Un coup d’œil jeté autour de nous confirmera d’une façon éclatante, la conclusion à laquelle nous sommes arrivés par des voies théoriques.

Quoi de plus inique en effet que le prétendu contrat social, au nom duquel chacun est écrasé par tous ! Tu seras ouvrier, tu seras soldat, tu seras prostituée, car les nécessités sociales l’exigent, et car un contrat que nul ne te demandera jamais d’accepter t’y oblige. Tu obéiras à la loi ; tu seras le serviteur de la tradition ; tu vivras selon l’usage et la coutume… Pourtant tradition, loi, usage te gênent, entravent ton développement, te font souffrir. Obéis, plie, abdique ! sinon tes voisins te blâmeront et te tracasseront : l’opinion publique se gaussera de toi et réclamera contre ton insolence les pires châtiments, la loi te frappera. Affamé, diffamé, honni, déshonoré, tu seras le réfractaire que l’on étrangle implacablement.

Telle est la réalité. « Moi », je n’ai ni patrie, ni argent, ni propriété à défendre. Qu’importent mes intérêts à la société ? Elle a besoin de soldats ; donc, elle m’impose patrie, caserne, uniforme…

« Moi », je ne suis plus dupe des morales surannées régissant la vie des foules ; j’aspire à aimer librement… Mais il faut au corps social des amours respectueuses de la loi et si je ne me marie, par devant le maire, la loi et l’opinion me réserveront leurs rigueurs…

J’aime le travail. Mais je veux l’accomplir librement… Le salariat me met dans l’alternative d’être esclave, voleur, — ou de crever de faim…

Et que l’on n’incrimine pas une forme d’organisation sociale — capitaliste autoritaire — plutôt que toute autre. Certes, il ne nous est pas difficile de concevoir une société incomparablement moins mauvaise, plus logique, plus intelligemment organisée. Mais en outre de ce que sa réalisation plus ou moins lointaine est une hypothèse des plus controversables, il ne faut pas nous dissimuler qu’elle présenterait toujours des graves obstacles au développement de l’individu.
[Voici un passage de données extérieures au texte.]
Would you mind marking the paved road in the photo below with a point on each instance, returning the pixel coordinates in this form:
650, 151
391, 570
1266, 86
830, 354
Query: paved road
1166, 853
L’hypothèse d’un lendemain collectiviste nous présage une lutte féroce entre l’État et les quelques individualités désireuses de conserver leur autonomie. Même compris dans le sens le plus large — celui de nos camarades anarchistes-communistes — un groupement social tendra inévitablement à imposer à ses membres un seul et même credo idéologique… Ce sera encore la lutte entre l’Individu et la Société. Au lieu de lui disputer sa liberté et sa vie matérielle, il lui disputera son indépendance intellectuelle et morale. Et rien ne nous dit qu’aux Hommes de l’avenir — si cet avenir doit se réaliser — les péripéties de cette lutte ne seront aussi douloureuses que ne l’est aux hommes de ces jours la bataille pour le pain, pour l’amour, pour l’air libre !
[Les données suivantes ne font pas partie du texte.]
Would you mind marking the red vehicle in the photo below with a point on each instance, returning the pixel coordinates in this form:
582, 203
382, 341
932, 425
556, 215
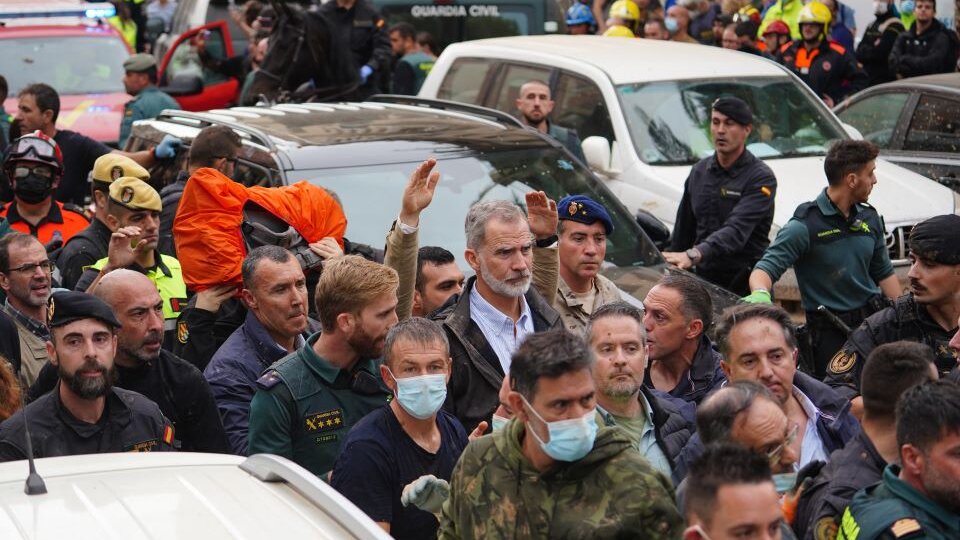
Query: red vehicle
69, 45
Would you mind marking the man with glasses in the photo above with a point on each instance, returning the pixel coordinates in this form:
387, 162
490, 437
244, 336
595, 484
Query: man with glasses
34, 166
758, 343
25, 279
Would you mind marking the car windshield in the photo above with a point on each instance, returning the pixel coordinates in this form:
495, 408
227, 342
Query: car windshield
71, 64
371, 197
670, 121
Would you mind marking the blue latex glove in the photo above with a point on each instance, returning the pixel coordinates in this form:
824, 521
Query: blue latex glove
167, 148
365, 72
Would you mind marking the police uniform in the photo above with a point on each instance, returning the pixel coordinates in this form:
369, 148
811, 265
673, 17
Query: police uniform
91, 244
148, 103
839, 261
893, 510
304, 407
129, 422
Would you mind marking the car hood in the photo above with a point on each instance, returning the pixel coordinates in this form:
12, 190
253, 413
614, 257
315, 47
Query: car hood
901, 196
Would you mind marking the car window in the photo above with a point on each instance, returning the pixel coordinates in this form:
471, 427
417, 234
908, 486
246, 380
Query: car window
935, 126
464, 80
579, 104
511, 78
876, 116
72, 65
669, 121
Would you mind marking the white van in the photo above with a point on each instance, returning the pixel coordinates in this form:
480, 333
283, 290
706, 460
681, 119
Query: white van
642, 110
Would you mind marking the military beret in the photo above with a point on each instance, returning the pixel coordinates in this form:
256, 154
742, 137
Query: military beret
134, 194
139, 62
736, 108
585, 210
937, 239
109, 167
65, 307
Dans tout groupement social l’individualiste restera un rebelle.




Parce que nous constatons l’antagonisme existant entre l’individu et la société, il ne faudrait pas nous croire insociables. À plusieurs reprises cependant, des adversaires ont cherché à créer cette confusion.

La vie en société a des avantages, que nul d’entre nous ne songera jamais à contester. Fort bien. Mais égoïstes, désireux de vivre selon notre pensée, nous ne voulons pas accepter ses inconvénients même inéluctables. C’est un des traits caractéristiques de l’individualiste : « il ne se résigne pas, même devant ce qui est fatal. »

Si l’on entend par individu sociable celui qui ne gêne pas, ou gêne le moins possible son voisin, l’individualiste est sociable au premier chef. Par intérêt d’abord ; gêner c’est le plus souvent s’exposer à être gêné. Il laisse donc les autres vivre à leur guise, à condition toutefois qu’ils lui rendent la pareille. Il n’ignore pas les avantages de « l’association librement consentie », association temporaire de bonnes volontés, dans un but d’utilité pratique ; mais il ne veut pas non plus être dupe de l’idole Solidarité et se laisser absorber par une coterie, une chapelle ou une secte…

S’il est fort — et nous pensons qu’il n’est pas possible de s’affirmer soi sans être fort — il est d’autant plus sociable.

Les forts sont généreux, étant assez riches pour être prodigues : les révoltés les plus énergiques, les plus indomptables ennemis de la société, ont toujours été de grands cœurs.